The book is, in part, a travelogue. Murphy takes us to the Teheran carpet bazaar, to cities, to villages, to nomad camps across Iran and Afghanistan. We start in a field of wild madder, a key dye plant for carpets: chemical dyes had taken over to the extent that only 10% of carpets had natural dyes by 2000: the proportion is now 25% and rising, a response to consumer demand (p.5). The book ends in a Cairo shop, near the al-Hussein mosque he was visiting for a Sufi ceremony, where a shopkeeper digs up some coarse dry madder that no one has asked for a long time (p.288).
In between is a travelogue of both physical places and of people and societies. But it is also a journey through the history of carpets—particularly the Western discovery and appreciation of them—and the tangled history of the region. A time-line sets out events from 8,000BC (first settlements) to the 2004 Iranian election. History, personal experience, literature, local outlooks and culture weave together in a thoroughly entertaining narrative.
Murphy is a religious correspondent, and religious experience and practices wander in and out of the narrative. Particularly Sufism. Reading the book, it struck me that, like Tantra, Sufism developed in a society of pervasive religious rules. Like Tantra, Sufism can offer rule-breaking as release but still contained within a religious framing.
One of Murphy’s great virtues is the people speak for themselves: they are not corralled into convenient Western framings. So we do not get romantic nomads, but women who hope education will give their daughters and granddaughters better prospects. A man studying neuroscience thinks about how experience changes the brain while we seek to control the universe around us in mutual effect (P.282). The book makes clear—as more recent events have made even clearer—the popular disaffection with the theocracy, the sense of a revolution hijacked and betrayed.

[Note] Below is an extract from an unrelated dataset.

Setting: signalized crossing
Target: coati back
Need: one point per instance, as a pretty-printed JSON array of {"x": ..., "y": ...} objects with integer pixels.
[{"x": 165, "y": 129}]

At the end of the book, in the last of a series of interspersed vignettes, Murphy tells the story of Majit Enderva and three other Iranians who attempt to smuggle themselves into the EU from Turkey. Majit and two others are killed in the border minefield they accidentally come ashore in, only his best friend survives. Murphy goes to Majit’s village, where his mother presses onto him a carpet she was making during and after her son died in the hope that something connected to her son will end up in the place he died trying to get to. An ordinary, unremarkable carpet becomes a carrier of love, tragedy and connection.
Via the author’s passion for carpets, interest in religion and respect for people, The Root of Wild Madder brings alive Persian carpets, and a fraught and complex region, in a very human and accessible way.